PERJANJIAN BAKU DALAM ASAS KEBEBASAN BERKONTRAK

Pada dasarnya terdapat pembatasan dalam asas kebebasan berkontrak yakni:
a.       Pasal 1320 ayat (1) KUHPerdata menentukan bahwa perjanjian tidak sah apabila dibuat tanpa adanya sepakat dari pihak yang membuatnya. Ketentuan ini memberikan petunjuk bahwa hukum perjanjian dikuasai oleh “asas konsensualitas”.
Maka kebebasan suatu pihak untuk menentukan isi perjanjian dibatasi oleh sepakat pihak lainnya atau dapat dikatakan bahwa asas kebebasan berkontrak dibatasi oleh asas konsensualitas
b.      pasal 1320 ayat (2) KUHPerdata disebutkan bahwa kebebasan untuk membuat suatu perjanjian dibatasi oleh kecakapan.
c.       Pasal 1320 ayat (4) juncto Pasal 1337 KUHPerdata menentukan bahwa para pihak tidak bebas untuk membuat perjanjian yang menyangkut kausa yang dilarang oleh undang-undang atau bertentangan dengan kesusilaan baik atau bertentangan dengan ketertiban umum.

Oleh karenanya kontrak standar tidaklah melanggar Azas Kebebasan Berkontrak seperti yang terdapat pada Pasal 1320 Juncto 1338 KUHPerdata. Artinya konsumen masih diberikan hak untuk menyetujui/ take it atau menolak perjanjian yang diajukan kepadanya/ leave it.

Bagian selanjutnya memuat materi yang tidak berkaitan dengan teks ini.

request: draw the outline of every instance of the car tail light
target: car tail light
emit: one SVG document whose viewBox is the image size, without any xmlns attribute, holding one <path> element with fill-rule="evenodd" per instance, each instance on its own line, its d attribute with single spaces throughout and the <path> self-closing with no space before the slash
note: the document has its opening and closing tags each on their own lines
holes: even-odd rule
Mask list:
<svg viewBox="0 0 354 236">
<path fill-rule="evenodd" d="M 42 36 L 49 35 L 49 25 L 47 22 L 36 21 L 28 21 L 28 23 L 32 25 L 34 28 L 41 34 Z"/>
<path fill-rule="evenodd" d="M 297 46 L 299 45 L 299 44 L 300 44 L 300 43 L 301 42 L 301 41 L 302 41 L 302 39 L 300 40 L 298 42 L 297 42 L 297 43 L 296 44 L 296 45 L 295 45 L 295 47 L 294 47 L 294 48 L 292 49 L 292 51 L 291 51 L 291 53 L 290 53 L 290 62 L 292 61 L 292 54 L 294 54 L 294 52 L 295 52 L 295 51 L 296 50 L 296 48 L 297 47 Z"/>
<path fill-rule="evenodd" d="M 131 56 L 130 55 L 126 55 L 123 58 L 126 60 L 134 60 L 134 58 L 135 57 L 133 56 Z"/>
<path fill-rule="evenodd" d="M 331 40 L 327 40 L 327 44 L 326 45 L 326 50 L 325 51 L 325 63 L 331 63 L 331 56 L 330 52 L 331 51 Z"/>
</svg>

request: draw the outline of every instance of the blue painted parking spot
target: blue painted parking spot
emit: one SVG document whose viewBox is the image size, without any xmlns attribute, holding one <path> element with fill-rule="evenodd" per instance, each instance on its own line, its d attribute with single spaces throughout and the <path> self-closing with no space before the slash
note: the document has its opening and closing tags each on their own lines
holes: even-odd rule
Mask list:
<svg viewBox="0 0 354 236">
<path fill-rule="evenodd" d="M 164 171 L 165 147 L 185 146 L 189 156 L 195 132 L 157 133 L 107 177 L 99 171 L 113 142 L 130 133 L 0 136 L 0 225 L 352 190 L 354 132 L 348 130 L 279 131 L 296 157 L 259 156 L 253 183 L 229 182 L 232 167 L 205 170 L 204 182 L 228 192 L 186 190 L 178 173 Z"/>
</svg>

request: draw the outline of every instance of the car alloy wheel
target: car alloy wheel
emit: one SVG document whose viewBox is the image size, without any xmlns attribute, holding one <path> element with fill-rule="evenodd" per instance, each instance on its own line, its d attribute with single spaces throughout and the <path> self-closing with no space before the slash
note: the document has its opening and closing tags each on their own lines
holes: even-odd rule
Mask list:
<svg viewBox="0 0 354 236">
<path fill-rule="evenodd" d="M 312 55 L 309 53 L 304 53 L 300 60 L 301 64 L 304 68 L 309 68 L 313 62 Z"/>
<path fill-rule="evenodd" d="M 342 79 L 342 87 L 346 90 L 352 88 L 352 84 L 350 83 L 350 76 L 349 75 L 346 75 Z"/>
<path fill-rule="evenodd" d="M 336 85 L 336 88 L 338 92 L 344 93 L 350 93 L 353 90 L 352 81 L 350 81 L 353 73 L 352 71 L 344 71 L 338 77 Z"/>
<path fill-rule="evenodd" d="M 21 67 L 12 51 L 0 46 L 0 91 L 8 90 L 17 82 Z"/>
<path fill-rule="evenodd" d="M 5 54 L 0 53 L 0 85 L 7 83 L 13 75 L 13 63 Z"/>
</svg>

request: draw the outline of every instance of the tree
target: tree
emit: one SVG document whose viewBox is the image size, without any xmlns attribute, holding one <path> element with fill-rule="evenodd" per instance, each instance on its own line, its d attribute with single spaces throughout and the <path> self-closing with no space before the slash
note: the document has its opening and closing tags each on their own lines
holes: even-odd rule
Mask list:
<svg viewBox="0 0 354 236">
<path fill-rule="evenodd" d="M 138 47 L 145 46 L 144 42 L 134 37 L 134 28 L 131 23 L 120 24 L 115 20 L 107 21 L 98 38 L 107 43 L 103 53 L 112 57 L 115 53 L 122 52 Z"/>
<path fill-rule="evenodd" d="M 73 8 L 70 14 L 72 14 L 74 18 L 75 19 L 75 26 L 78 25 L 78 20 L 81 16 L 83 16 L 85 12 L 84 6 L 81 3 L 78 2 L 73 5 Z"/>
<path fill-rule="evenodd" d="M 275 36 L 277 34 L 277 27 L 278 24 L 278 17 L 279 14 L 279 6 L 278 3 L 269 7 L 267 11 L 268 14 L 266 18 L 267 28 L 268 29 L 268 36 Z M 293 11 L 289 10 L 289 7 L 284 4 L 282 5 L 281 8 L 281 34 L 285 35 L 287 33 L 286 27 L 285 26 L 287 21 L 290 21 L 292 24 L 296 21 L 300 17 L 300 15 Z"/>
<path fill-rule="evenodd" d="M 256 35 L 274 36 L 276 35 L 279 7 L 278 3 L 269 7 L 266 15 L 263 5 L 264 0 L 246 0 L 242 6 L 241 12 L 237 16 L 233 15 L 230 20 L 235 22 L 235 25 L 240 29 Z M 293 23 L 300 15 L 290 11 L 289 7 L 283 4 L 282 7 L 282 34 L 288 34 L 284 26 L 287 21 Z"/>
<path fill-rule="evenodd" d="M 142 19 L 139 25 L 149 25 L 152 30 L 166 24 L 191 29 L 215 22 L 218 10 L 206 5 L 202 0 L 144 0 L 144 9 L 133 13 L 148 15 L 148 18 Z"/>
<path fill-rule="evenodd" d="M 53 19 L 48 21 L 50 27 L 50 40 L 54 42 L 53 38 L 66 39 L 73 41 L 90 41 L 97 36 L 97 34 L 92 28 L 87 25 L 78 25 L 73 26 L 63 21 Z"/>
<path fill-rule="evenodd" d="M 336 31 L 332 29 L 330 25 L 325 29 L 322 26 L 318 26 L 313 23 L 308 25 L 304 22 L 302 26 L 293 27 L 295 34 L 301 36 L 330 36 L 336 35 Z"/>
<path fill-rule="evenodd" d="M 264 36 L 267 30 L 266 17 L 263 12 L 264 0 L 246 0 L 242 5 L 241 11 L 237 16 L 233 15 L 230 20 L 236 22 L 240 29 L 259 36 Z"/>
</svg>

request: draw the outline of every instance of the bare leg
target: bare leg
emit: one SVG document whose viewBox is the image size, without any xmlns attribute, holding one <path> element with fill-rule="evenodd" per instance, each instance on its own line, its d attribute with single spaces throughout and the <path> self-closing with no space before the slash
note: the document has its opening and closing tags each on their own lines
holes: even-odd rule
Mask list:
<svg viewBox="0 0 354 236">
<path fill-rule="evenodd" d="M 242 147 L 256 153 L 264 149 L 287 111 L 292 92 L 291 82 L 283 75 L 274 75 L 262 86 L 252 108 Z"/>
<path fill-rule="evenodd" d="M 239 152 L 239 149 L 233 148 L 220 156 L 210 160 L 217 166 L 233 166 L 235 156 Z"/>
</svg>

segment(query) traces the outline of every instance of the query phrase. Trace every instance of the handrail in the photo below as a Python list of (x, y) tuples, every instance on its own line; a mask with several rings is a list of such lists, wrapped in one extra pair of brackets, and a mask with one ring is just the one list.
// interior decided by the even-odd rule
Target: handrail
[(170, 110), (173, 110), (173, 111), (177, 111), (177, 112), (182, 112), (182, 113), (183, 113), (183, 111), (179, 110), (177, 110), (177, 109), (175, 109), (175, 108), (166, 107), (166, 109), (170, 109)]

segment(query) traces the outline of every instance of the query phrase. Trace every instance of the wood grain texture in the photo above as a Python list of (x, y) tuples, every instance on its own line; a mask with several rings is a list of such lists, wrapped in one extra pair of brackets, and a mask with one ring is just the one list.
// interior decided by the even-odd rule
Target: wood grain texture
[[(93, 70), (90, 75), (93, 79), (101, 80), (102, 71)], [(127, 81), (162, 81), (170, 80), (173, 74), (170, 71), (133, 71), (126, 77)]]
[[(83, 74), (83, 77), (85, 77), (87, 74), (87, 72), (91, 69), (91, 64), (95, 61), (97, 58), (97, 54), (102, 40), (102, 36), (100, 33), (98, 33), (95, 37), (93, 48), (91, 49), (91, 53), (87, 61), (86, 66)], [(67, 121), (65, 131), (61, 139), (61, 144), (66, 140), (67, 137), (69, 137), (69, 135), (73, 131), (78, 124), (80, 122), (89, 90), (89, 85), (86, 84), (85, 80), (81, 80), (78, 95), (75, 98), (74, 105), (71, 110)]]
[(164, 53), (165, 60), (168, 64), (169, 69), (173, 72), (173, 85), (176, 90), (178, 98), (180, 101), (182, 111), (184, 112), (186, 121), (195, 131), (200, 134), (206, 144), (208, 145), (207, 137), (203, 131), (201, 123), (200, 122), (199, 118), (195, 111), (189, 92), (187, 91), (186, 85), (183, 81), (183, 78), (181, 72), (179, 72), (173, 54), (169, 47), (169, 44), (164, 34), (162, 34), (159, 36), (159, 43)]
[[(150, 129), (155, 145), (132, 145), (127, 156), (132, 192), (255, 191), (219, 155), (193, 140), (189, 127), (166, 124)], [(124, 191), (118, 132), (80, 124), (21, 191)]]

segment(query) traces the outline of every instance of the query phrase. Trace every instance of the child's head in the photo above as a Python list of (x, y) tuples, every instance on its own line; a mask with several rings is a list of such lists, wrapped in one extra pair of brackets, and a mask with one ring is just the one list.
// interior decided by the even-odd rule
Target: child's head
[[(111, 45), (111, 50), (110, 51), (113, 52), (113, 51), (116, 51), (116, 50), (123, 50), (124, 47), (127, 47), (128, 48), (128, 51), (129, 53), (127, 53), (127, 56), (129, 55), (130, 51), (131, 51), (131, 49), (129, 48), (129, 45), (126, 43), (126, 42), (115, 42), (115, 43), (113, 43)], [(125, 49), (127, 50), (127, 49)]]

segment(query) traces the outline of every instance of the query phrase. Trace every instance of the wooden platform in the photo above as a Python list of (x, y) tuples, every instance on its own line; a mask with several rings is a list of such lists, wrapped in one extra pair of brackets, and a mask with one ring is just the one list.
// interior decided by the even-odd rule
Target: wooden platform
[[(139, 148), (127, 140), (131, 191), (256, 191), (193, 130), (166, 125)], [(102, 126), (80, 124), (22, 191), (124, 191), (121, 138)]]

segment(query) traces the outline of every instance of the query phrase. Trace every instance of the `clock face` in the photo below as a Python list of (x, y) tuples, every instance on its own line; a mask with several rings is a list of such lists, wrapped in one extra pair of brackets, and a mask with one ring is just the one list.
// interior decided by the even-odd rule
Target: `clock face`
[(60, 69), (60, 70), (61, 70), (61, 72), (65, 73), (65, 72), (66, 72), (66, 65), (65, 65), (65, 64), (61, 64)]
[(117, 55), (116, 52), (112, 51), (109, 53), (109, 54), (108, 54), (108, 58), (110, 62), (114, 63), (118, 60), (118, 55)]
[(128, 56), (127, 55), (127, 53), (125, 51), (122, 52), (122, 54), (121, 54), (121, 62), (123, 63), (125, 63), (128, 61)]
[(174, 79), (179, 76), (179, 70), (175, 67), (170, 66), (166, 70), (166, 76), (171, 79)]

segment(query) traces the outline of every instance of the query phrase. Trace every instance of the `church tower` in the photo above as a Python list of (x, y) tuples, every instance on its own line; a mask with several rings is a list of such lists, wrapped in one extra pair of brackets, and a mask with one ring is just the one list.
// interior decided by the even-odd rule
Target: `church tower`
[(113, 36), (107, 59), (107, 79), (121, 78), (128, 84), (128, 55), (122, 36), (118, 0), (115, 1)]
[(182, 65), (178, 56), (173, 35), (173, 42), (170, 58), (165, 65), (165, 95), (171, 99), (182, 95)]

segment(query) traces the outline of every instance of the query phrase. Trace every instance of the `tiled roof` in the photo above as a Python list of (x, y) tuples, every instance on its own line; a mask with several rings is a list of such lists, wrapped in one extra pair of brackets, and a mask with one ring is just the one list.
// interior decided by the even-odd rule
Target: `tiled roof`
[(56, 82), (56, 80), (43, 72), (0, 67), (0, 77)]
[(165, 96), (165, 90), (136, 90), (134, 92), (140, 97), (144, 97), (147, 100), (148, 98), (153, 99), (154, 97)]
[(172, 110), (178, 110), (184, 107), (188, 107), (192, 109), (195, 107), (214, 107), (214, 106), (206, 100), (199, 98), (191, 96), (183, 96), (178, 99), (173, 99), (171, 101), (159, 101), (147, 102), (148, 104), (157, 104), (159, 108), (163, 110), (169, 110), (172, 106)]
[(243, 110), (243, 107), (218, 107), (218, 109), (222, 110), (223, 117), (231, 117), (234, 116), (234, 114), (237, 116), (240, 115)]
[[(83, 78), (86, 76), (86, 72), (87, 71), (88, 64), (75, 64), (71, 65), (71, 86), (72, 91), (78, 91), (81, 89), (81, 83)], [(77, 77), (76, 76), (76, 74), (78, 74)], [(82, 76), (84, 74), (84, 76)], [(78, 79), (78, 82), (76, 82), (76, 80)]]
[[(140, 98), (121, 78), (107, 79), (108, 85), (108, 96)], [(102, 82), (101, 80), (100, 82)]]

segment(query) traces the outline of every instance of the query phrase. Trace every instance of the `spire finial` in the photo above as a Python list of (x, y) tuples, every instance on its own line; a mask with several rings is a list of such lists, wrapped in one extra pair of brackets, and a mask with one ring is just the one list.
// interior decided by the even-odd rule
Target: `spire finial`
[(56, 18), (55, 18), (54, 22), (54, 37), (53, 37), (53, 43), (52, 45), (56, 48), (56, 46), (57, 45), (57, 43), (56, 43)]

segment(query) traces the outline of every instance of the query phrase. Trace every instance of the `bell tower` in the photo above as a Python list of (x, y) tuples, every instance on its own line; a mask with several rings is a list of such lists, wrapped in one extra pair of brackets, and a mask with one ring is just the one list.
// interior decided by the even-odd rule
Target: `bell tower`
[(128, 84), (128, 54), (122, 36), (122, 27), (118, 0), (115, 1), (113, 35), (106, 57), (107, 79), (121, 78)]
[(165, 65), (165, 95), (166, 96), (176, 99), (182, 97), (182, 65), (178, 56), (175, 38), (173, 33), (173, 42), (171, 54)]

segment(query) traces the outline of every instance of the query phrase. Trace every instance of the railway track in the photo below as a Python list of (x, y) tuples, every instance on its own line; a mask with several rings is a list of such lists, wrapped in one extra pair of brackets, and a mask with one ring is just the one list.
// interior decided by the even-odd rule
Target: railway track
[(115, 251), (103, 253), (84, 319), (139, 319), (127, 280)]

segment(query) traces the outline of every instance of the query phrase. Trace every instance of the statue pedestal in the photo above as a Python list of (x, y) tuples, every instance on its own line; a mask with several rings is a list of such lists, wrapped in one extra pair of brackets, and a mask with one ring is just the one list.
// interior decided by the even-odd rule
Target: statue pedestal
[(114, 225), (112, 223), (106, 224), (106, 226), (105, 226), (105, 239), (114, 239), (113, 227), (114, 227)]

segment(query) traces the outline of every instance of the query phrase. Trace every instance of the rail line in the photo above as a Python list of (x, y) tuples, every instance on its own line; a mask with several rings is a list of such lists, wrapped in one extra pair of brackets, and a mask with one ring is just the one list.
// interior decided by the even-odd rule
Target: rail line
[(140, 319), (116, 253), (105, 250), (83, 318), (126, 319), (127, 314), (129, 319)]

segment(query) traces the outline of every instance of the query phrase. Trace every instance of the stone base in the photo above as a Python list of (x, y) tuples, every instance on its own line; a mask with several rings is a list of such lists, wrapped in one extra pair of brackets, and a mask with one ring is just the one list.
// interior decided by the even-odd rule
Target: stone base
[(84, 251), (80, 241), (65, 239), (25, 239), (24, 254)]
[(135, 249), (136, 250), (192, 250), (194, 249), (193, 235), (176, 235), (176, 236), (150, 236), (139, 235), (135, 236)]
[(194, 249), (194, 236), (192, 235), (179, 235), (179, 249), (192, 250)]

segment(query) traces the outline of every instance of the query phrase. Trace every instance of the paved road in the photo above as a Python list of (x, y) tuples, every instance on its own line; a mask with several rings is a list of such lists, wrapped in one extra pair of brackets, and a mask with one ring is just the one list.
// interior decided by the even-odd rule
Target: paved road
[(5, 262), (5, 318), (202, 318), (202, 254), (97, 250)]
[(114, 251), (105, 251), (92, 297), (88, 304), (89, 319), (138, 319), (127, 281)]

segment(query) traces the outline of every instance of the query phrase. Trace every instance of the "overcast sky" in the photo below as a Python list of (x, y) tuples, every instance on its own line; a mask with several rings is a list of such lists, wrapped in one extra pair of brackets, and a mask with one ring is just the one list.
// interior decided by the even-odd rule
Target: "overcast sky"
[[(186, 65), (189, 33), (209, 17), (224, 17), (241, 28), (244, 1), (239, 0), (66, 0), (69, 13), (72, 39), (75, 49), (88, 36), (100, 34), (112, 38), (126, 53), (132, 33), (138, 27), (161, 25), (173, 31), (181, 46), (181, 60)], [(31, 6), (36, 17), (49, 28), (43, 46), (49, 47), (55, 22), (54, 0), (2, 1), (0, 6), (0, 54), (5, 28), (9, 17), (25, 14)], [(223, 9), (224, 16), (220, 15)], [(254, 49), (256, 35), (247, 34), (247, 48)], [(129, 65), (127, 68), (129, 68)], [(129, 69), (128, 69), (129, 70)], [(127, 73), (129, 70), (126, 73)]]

Disini yang menjadi kekhawatiran dengan kehadiran kontrak standar adalah karena dicantumkannya klausula eksonerasi yakni klausula yang mengandung kondisi membatasi atau bahkan menghapus sama sekali tanggung jawab yang semestinya dibebankan pada pihak penyedia.  Sebagaimana yang telah diatur dalam Pasal 18 Undang-undang Nomor 8 Tahun 1999 Tentang Perlindungan Konsumen, yakni

Pasal 18 ayat (1) Undang-undang Nomor 8 Tahun 1999
“Pelaku usaha dalam menawarkan barang dan/atau jasa yang ditujukan untuk diperdagangkan dilarang membuat atau mencantumkan klausula baku pada setiap dokumen dan/atau perjanjian apabila:
a.       menyatakan pengalihan tanggung jawab pelaku usaha;
b.       menyatakan bahwa pelaku usaha berhak menolak penyerahan kembali barang yang dibeli konsumen;
c.       menyatakan bahwa pelaku usaha berhak menolak penyerahan kembali uang yang dibayarkan atas barang dan/atau jasa yang dibeli oleh konsumen;
d.       menyatakan pemberian kuasa dari konsumen kepada pelaku usaha baik secara langsung maupun tidak langsung untuk melakukan segala tindakan sepihak yang berkaitan dengan barang yang dibeli oleh konsumen secara angsuran;
e.       mengatur perihal pembuktian atas hilangnya kegunaan barang atau pemanfaatan jasa yang dibeli oleh konsumen;
f.         memberi hak kepada pelaku usaha untuk mengurangi manfaat jasa atau mengurangi harta kekayaan konsumen yang menjadi obyek jual beli jasa;
g.       menyatakan tunduknya konsumen kepada peraturan yang berupa aturan baru, tambahan, lanjutan dan/atau pengubahan lanjutan yang dibuat sepihak oleh pelaku usaha dalam masa konsumen memanfaatkan jasa yang dibelinya;
h.      menyatakan bahwa konsumen memberi kuasa kepada pelaku usaha untuk pembebanan hak tanggungan, hak gadai, atau hak jaminan terhadap barang yang dibeli oleh konsumen secara angsuran.”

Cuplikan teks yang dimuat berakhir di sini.